Average function for Experiment 3. Each data point represents the average performance across subjects at that stimulus onset asynchrony

General discussion

The present results suggest that near surfaces automatically bias attention. In three experiments, we found visual prior entry for near surfaces or near objects when depth cues are compelling. Experiment 2 showed that these results could not be due to the voluntary allocation of attention, since no time was allowed for this to occur before the targets were presented. Experiment 3 confirmed this result by controlling for lateral inhibition of pretarget background stimuli. This is the first time visual prior entry for near surfaces has been obtained under conditions where the effects were not potentially due to volitional attention. Thus, our results support the hypothesis that attention is biased to near surfaces over far surfaces. Our results extend the previous results reported by Lester et al. (2009), since their TOJ effects could have been due to the top-down volitional allocation of attention during the presentation of their stimuli or to the inhibition applied to ground surfaces near the borders they share with figures.
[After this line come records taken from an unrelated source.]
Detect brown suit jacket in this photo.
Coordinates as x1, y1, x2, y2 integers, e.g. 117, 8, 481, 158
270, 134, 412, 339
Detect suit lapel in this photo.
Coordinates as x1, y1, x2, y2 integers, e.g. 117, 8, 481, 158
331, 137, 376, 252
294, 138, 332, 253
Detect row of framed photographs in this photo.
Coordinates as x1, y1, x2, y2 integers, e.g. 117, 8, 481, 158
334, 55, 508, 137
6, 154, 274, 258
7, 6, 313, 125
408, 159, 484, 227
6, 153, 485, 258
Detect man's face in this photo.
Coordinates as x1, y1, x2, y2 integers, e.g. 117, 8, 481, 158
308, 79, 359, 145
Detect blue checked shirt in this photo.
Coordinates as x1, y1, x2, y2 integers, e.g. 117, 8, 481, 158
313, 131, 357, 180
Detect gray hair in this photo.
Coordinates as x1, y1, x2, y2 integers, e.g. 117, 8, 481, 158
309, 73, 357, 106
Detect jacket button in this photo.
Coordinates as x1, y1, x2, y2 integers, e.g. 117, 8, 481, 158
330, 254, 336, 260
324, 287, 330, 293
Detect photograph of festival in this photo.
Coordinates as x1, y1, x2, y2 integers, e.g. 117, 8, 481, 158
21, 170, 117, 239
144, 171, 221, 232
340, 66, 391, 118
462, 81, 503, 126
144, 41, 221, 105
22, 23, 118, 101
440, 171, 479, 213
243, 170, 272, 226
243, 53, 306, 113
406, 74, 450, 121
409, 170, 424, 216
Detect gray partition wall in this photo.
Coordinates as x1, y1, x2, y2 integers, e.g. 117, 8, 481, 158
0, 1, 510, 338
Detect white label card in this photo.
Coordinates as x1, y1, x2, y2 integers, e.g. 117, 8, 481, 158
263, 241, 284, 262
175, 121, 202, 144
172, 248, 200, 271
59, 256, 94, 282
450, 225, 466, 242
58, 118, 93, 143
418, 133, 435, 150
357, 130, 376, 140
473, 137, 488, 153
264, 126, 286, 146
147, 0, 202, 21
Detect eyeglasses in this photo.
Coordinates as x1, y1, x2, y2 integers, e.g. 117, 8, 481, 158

Lester et al. (2009) used displays in which one region was specified as nearer than the other by multiple monocular depth cues, as well as by the figural cue of convexity. They interpreted their results as evidence that figures automatically attract attention. Although our results show that surfaces specified to be closer to the viewer by monocular depth cues automatically attract attention, they do not necessarily imply that shaped figures like those in Fig. 1 automatically attract attention. Indeed, because Lester et al. did not separately examine depth and shape cues, their results too may apply only to near surfaces. Related to this point, Mojica et al. (2012; Salvagio et al., 2011) found that regions perceived as figures by virtue of configural cues only, and not depth cues, are given attentional priority only under conditions of spatiotemporal uncertainty.

It is possible that near surfaces might be automatically attended to in the same way that a reflexive peripheral cue is automatically processes (e.g., Luck & Thomas, 1999). One possible ecological reason for this early prioritization of near surfaces stems from the fact that we interact with and grasp objects that are near to us. Thus, near surfaces have more motivational significance to us, as compared with background objects, and might be prioritized in the same way as other types of motivationally significant stimuli.

Taken together, Lester et al.’s (2009) experiments and our experiments clearly show the advantages of using TOJs to determine attention capture effects, since the paradigm is very sensitive to differences in visual stimuli and can measure capture without the complication of either peripheral or central attentional cues. Because of this, it may be possible to use TOJs to reexamine the automaticity of many attentional phenomena that have been largely based on cue and reaction time tasks, such as object-based attention (e.g., Egly & Homa, 1984) or attentional control sets (e.g., Folk et al., 1992).